I’m back in Kyoto now after visiting the spiritual center of Japan’s Buddhist doctrines, Koyasan (Mt. Koya). I spent the night in one of the 52 temples on Koyasan that offer lodging, and watched the resident monks perform their morning prayer service as well (more on that later).
If you’re wondering why I stayed the night in a Buddhist temple atop a mountain, I read on quite a few Japan-travel guides that one of the top experiences is lodging in one of the Koyasan temples. I figured where else am I going to get an opportunity like this, so thought why not.
Koyasan itself is roughly 800 meters above sea level, and is only reachable by an extremely steeply-angled cable car that runs from the train terminus below up to Koyasan in just a few minutes. Once at the top, it’s another 15 minutes by bus to the various temples and town center.
I checked in at my temple, called Shojoshin-in, in the late afternoon and was showed to my traditional Japanese room on the third floor.
I was told dinner would be served downstairs at 5:30 pm (sharp, since the monks have strict schedules to adhere to and have other tasks besides serving the temple guests). Obviously, the dinner was strictly vegetarian (called shoujin ryouri in Japanese), and had a mix of tofu, rice, miso soup, fruits, fried vegetables, and of course green tea.
It was actually pretty good and filled me up more than I expected. After eating, I headed outside (by now completely dark, even though it was only around 6:30 pm) to check out the nearby famous cemetery but immediately went back inside to put on some more layers because the temperature had dropped insanely quickly.
After I bundled up a bit, I went outside again and started walking through the Oku-no-in cemetery, a 2 km trail lined with around 200,000 graves, some a thousand years old.
I was the only one going through the cemetery at this time (it is open 24 hours though), and I’ve seen enough horror movies to know this was the part where some vengeful spirit pops out, so I won’t deny I was a little nervous for the first couple minutes.
After walking about halfway though I realized the cemetery was more serene than frightening. Very famous Buddhist priests and scholars were buried here, not to mention many imperial family members and other notable figures. It was a totally different experience seeing the various tombstones (some small stones, others giant obelisks), and it was a great walk to accompany my stay in a temple.

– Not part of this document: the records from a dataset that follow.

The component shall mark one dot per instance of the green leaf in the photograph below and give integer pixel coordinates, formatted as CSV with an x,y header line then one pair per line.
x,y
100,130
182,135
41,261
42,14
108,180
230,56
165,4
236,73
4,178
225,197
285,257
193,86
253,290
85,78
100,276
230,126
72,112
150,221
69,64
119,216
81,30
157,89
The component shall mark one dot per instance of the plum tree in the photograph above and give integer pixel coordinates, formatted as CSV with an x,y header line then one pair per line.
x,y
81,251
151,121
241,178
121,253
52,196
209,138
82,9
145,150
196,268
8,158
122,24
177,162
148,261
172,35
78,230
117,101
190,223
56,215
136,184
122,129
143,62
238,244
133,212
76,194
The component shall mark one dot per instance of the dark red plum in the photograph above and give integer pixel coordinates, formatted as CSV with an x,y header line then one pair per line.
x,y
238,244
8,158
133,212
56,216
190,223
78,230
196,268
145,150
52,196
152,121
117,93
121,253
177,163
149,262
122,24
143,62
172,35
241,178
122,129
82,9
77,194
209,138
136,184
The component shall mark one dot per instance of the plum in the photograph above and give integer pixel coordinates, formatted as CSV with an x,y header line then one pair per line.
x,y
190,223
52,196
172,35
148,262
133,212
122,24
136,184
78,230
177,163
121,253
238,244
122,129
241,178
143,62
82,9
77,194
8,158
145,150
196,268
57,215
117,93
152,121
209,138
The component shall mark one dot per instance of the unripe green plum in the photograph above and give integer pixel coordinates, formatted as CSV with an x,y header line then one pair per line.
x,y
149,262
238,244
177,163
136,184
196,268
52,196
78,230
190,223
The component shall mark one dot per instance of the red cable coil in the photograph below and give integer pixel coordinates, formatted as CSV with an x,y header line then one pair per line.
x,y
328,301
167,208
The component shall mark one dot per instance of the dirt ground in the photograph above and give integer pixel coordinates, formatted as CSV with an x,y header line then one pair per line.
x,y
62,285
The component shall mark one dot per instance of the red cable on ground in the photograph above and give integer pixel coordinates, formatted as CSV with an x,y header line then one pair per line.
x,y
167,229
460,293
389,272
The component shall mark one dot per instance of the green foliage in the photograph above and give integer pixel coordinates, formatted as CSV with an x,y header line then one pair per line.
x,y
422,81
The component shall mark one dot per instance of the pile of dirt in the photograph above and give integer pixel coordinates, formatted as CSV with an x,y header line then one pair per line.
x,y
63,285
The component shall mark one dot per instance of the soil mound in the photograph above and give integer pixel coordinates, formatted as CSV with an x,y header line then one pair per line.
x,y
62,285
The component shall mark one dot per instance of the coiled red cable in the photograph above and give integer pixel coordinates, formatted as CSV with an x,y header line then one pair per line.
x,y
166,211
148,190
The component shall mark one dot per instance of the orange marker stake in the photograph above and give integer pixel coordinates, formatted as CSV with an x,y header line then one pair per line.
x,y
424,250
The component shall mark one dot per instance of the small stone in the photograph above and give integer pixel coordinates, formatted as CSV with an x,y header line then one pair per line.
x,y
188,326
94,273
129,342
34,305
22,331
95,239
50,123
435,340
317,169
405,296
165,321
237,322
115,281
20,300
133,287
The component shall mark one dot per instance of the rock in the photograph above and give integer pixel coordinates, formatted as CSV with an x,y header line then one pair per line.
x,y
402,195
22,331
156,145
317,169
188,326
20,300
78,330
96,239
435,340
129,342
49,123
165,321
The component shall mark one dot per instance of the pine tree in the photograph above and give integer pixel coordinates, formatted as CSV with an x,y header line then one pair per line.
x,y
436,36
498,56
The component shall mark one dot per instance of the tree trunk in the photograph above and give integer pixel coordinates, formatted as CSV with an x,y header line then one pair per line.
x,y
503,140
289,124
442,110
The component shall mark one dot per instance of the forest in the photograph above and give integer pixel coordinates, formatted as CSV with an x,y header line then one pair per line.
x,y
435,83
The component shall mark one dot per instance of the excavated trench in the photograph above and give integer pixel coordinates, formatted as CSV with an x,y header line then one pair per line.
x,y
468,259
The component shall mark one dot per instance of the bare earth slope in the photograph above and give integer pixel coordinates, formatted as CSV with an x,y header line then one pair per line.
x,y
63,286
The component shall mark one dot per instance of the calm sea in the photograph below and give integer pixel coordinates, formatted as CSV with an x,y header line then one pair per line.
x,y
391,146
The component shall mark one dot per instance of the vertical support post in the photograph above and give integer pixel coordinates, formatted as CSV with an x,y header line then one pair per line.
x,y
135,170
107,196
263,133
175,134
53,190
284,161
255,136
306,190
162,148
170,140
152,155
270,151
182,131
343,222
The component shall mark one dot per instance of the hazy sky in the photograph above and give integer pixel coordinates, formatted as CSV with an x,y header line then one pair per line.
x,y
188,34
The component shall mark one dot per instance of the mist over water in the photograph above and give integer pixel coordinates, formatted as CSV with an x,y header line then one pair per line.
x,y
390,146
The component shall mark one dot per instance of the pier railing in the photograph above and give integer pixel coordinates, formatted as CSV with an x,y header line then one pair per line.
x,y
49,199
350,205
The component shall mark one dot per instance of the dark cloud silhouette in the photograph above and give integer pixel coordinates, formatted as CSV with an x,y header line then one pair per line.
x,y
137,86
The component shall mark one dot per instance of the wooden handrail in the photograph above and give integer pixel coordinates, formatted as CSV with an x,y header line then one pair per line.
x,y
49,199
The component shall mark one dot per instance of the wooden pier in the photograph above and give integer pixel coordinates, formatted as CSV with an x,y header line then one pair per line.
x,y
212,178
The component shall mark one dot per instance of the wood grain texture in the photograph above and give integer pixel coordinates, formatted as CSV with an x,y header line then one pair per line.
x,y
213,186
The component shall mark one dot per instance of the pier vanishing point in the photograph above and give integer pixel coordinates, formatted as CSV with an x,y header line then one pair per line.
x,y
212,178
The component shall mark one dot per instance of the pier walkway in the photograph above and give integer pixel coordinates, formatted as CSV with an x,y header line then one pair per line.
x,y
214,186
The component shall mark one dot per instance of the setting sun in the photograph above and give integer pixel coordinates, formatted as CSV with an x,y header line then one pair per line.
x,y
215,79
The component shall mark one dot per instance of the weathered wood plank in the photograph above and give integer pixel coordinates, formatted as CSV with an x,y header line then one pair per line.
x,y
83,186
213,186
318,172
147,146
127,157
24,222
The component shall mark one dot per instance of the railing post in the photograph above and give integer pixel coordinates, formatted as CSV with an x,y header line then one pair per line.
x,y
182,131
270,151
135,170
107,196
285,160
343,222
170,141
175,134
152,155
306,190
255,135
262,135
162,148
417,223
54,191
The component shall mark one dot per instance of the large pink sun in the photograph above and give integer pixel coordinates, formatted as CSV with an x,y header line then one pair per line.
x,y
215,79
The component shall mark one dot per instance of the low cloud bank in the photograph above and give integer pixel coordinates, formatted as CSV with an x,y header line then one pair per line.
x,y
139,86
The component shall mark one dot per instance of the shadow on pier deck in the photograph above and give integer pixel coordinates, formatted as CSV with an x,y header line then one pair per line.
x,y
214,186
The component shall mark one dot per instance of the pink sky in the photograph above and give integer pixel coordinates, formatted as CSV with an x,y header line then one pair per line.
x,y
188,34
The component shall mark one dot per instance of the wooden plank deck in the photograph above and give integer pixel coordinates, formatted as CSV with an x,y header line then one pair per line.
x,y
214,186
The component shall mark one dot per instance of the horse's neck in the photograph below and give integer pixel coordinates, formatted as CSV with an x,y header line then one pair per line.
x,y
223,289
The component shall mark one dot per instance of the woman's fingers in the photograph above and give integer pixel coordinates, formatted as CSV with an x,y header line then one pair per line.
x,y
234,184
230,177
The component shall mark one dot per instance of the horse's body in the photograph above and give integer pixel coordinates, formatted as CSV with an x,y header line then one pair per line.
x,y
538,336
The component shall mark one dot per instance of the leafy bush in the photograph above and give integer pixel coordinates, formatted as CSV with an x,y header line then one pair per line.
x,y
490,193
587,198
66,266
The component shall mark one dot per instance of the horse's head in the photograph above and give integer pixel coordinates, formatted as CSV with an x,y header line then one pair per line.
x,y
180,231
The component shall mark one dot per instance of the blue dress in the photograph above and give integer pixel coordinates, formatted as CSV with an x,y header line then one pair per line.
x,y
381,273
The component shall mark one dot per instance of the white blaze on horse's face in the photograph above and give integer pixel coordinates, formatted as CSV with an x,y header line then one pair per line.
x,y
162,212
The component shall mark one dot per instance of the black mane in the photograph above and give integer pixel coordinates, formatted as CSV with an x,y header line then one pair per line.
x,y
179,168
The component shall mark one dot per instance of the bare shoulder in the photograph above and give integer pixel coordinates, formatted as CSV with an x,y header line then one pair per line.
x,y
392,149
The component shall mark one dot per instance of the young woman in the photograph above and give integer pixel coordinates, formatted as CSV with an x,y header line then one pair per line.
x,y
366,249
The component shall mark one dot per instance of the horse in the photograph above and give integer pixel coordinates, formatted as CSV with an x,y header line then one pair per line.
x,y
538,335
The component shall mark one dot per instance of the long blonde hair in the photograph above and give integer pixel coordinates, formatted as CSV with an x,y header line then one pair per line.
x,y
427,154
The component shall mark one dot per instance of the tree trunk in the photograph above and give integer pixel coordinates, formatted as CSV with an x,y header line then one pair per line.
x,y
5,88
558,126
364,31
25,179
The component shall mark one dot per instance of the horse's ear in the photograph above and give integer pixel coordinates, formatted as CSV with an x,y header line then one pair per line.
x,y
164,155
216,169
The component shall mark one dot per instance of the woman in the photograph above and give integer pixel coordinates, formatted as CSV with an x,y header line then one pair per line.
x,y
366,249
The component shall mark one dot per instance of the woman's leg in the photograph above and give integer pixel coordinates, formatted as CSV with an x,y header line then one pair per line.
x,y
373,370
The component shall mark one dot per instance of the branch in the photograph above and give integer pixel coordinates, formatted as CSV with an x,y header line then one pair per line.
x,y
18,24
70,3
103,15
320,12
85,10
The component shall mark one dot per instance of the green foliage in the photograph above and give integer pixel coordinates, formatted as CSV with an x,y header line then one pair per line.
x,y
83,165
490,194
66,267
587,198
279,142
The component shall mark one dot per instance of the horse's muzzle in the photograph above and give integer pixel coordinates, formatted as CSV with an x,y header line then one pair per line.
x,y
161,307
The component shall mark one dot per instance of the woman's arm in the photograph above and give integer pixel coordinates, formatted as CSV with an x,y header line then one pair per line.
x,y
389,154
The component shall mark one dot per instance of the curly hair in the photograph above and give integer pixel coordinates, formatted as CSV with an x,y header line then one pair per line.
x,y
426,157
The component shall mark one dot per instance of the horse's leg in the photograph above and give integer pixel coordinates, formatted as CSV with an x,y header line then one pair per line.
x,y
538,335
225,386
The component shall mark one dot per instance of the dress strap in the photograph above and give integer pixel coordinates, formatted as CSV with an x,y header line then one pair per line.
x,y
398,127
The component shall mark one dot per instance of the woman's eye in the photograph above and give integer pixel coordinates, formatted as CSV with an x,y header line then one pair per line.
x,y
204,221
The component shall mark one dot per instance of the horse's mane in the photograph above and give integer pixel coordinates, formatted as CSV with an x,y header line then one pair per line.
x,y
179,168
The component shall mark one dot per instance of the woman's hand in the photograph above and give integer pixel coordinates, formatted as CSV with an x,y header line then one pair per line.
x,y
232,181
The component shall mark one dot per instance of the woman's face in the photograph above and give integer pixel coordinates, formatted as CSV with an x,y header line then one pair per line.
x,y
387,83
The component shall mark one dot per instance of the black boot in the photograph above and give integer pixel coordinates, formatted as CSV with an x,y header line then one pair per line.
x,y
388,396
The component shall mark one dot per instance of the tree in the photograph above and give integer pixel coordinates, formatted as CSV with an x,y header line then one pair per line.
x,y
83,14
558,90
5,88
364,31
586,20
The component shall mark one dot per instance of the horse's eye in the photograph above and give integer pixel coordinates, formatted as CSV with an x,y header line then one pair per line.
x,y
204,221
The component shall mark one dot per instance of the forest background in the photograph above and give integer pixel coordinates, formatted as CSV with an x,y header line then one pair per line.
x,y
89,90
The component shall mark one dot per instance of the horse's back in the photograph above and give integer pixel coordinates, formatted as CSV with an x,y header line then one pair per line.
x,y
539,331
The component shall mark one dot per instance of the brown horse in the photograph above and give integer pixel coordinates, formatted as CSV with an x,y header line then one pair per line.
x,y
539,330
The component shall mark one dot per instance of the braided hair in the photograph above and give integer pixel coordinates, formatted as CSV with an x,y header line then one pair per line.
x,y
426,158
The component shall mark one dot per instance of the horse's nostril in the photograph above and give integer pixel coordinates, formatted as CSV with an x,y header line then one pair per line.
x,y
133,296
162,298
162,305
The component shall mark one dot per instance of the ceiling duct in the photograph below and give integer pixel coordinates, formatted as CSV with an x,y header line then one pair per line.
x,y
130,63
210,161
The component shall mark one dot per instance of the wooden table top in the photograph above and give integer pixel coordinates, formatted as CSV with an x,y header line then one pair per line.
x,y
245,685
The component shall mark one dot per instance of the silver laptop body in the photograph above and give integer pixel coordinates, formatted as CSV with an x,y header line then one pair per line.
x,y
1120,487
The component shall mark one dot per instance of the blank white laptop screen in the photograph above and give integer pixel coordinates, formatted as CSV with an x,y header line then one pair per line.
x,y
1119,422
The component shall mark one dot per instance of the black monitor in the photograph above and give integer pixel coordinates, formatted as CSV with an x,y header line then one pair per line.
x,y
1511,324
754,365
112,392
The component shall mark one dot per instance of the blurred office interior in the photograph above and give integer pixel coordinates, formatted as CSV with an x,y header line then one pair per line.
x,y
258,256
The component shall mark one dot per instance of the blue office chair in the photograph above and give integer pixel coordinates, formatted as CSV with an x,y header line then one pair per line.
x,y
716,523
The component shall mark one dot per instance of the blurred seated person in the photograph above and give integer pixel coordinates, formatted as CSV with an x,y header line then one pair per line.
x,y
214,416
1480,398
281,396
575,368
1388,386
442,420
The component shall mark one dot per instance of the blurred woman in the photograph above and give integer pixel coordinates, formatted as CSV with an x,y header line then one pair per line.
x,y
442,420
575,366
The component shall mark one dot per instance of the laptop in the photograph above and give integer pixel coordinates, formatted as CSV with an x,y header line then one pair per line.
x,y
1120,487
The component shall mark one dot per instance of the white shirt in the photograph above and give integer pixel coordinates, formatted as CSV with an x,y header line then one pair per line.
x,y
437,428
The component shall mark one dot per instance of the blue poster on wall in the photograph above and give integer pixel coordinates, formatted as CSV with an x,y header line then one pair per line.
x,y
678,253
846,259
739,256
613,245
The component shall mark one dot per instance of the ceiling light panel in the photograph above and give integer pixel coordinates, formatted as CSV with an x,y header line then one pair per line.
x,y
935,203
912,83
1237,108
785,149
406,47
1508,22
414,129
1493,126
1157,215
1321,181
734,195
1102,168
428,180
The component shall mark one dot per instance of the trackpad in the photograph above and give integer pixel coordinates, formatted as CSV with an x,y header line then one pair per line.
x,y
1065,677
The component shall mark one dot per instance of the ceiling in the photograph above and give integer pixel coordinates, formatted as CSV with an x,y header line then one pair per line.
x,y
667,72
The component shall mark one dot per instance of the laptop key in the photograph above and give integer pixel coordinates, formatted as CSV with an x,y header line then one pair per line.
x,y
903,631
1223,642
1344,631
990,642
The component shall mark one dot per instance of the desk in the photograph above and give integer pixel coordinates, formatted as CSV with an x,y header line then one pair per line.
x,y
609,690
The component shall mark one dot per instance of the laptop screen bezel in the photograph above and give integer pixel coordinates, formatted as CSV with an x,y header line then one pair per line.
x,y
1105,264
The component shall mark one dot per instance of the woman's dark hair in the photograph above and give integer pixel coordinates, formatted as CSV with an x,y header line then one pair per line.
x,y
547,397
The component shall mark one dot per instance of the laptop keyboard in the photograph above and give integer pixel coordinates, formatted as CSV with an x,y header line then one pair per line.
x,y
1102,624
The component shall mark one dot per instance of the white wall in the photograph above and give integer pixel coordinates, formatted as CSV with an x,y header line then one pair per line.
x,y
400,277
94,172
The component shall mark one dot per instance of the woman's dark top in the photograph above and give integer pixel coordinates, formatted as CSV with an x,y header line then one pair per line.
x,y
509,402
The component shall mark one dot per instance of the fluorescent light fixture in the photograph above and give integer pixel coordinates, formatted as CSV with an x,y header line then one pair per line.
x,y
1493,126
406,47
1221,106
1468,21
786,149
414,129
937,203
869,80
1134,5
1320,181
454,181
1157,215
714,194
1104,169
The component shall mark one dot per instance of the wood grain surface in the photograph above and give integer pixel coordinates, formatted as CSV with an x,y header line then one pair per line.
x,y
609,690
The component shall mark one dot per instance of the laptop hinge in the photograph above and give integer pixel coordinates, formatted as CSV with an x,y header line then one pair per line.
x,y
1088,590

I returned to my temple after about an hour walking through the cemetery, and started getting ready for bed since the morning service was set for 7:00 am. Since the temple is very open, the hallways are really drafty at night, but once you enter your room (which is just via a sliding door), you instantly warm up due to the heater.
In what seemed like no time at all, the monks were ringing the gongs to signal the morning service. I went downstairs and joined the 10-or-so other guests (mostly Japanese) in the treasure room of the temple. Two monks begin their chanting, and for around 30 minutes they continued, taking very small breaths. Even though I couldn’t understand the archaic form of Japanese they were chanting in, it was still amazing to see their discipline and devotion. It was really cold in there (I was wearing around 5 layers), but both monks just had their robes on.
Pictures were unfortunately not allowed, but I got enough of the temple and surrounding autumn foliage to compensate.
I was in Koyasan less than 24 hours, but it was a surreal experience, even after all the countless temples I visited in Kyoto. Unlike the majority of temples across Japan though, those in Koyasan are considerably less extravagant, but make up for it with the calm simplicity in their surroundings. Everything is quiet, clean and free of city traffic, lights and crowds.
Anyway, I’m now in Kyoto for the next 3 days, so I am going to try and finish up what I wanted to see and do here. It’s been a great 10 days or so in this region of Japan (called Kansai), complete with polar opposites of sights: the touristy shrines in Kyoto, to the buzzing metropolis of Osaka, and finally to the secluded respite at Koyasan.